The US military will pay the price if no budget deal is reached
By U.S. Senator David Perdue
July 15, 2019
Right now, Congress is teetering on the edge of a slippery slope that could damage our military capabilities for generations and jeopardize our ability to deal with China, Russia, Iran, North Korea and terrorism.
When President Donald Trump took office in January 2017, the United States military faced a serious readiness crisis. Two-thirds of the Navy’s F/A-18 fighter jets were not mission-capable. Only three of the Army’s 58 brigade combat teams could be called upon to fight that night. Maintenance was backlogged for years. Critical training exercises had been cut. Qualified technicians were leaving the service.
President Trump has taken action to rebuild readiness, modernize our forces and restore our competitive advantage. He launched a new National Defense Strategy to focus on 21st century threats and deter near-peer competitors like Russia and China.
We have since reinvested in our military, and as a result, readiness is on the rise and modernization efforts are underway. But much of this progress will be lost if Congress and the White House do not come to an immediate agreement on a funding plan for the upcoming fiscal year.

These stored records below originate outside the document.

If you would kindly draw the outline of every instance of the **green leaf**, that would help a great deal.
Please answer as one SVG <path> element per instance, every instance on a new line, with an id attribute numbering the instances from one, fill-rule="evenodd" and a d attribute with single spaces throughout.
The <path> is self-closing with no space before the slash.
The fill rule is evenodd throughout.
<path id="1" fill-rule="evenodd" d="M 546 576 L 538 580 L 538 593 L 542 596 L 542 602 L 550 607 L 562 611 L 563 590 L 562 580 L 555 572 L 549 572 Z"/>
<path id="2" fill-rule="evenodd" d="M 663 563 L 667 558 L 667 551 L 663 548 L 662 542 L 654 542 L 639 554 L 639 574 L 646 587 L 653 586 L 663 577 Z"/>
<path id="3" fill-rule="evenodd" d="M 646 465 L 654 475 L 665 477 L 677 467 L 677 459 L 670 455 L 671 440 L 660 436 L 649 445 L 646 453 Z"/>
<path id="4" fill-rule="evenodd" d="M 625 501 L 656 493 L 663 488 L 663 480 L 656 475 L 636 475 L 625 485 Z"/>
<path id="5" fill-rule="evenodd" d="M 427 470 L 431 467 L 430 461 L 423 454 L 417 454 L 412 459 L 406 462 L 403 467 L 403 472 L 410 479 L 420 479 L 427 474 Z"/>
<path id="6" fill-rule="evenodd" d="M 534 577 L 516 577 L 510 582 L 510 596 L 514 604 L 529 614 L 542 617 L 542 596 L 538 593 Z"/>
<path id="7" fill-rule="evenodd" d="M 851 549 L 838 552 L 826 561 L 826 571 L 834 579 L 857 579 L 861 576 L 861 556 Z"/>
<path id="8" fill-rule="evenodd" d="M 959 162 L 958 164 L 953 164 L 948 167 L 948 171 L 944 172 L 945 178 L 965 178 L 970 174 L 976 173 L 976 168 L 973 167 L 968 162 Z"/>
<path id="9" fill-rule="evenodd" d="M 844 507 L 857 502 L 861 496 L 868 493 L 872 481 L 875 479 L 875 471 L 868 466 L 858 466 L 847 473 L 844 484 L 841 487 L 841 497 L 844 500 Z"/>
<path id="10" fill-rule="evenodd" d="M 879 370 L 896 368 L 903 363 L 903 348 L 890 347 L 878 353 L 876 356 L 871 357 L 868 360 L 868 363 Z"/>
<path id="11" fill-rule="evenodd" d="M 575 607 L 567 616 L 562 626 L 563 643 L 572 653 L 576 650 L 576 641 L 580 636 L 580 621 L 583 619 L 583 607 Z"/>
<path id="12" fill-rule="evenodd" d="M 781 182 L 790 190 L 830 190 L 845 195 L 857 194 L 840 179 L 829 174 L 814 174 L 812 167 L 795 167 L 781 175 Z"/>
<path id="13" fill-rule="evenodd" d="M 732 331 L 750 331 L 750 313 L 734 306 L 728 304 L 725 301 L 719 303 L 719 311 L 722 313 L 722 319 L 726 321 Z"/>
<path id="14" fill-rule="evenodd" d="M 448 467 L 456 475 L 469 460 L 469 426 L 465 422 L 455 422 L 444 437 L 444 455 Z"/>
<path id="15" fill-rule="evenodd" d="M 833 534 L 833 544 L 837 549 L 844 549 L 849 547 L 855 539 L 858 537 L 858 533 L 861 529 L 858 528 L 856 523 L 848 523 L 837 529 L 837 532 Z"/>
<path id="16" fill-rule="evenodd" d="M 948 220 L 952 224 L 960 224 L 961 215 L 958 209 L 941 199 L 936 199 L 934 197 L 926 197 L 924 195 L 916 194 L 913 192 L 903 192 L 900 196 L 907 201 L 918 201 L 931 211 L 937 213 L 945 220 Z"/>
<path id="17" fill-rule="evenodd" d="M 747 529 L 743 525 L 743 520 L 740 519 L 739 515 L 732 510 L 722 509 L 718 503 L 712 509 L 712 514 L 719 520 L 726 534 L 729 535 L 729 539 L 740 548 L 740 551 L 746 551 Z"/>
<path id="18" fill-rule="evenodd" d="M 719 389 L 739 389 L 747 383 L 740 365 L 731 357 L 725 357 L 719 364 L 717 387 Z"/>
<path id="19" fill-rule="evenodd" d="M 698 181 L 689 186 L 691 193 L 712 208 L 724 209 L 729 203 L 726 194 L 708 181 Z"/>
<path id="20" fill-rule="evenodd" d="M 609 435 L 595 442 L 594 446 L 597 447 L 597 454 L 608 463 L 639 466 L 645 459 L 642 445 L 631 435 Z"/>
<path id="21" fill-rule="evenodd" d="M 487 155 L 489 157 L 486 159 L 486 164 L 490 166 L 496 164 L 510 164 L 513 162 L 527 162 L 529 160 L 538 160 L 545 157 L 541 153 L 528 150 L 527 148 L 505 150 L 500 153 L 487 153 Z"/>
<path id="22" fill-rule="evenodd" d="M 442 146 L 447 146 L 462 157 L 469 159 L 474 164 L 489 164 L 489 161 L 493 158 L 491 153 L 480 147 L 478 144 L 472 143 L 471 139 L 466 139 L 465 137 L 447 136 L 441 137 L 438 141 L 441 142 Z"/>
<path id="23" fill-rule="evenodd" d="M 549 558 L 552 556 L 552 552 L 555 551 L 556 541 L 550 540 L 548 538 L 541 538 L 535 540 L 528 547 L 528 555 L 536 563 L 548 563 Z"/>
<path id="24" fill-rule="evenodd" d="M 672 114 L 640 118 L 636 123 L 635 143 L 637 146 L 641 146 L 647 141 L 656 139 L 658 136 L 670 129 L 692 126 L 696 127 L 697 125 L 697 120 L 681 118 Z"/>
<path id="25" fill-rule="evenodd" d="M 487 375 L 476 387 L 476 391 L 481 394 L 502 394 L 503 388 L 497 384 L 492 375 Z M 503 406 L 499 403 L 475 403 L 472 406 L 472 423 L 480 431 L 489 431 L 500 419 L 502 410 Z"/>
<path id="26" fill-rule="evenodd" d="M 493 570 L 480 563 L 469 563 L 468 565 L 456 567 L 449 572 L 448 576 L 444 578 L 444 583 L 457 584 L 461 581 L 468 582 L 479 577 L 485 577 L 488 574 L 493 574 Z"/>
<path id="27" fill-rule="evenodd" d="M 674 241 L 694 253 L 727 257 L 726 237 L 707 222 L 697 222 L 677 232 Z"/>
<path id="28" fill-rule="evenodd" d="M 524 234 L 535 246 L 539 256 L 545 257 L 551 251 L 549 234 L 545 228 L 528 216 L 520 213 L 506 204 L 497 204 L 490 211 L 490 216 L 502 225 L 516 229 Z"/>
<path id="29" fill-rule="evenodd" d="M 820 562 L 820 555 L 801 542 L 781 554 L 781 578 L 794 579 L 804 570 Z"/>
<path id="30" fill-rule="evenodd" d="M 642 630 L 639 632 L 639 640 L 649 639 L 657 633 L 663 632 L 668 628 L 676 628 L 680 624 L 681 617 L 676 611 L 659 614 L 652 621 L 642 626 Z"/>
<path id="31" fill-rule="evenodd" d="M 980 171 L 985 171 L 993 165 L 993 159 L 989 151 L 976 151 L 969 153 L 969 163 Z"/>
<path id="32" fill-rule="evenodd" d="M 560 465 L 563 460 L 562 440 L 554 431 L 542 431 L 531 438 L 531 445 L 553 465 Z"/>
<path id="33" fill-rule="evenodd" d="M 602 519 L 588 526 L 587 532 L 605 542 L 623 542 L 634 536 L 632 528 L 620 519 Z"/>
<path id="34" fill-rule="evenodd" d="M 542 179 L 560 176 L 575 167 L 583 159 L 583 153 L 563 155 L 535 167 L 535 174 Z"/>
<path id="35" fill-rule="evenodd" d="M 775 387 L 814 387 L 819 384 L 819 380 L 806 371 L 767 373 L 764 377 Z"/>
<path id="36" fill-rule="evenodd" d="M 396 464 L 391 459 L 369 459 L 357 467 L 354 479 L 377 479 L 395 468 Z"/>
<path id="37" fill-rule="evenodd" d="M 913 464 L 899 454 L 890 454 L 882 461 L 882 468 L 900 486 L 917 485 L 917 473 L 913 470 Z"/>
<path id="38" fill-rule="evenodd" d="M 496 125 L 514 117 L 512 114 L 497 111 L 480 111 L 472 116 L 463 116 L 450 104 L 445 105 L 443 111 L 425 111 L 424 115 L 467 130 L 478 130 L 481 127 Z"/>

Budget negotiations have been going on for months, but little progress has been made. Congress only has so long until the end of the fiscal year, on Sept. 30. As a result, lawmakers and the administration have openly discussed the possibility of a one-year continuing resolution.
The use of a CR would be a grave mistake. It will kill our military’s readiness recovery effort and devastate our defense capability.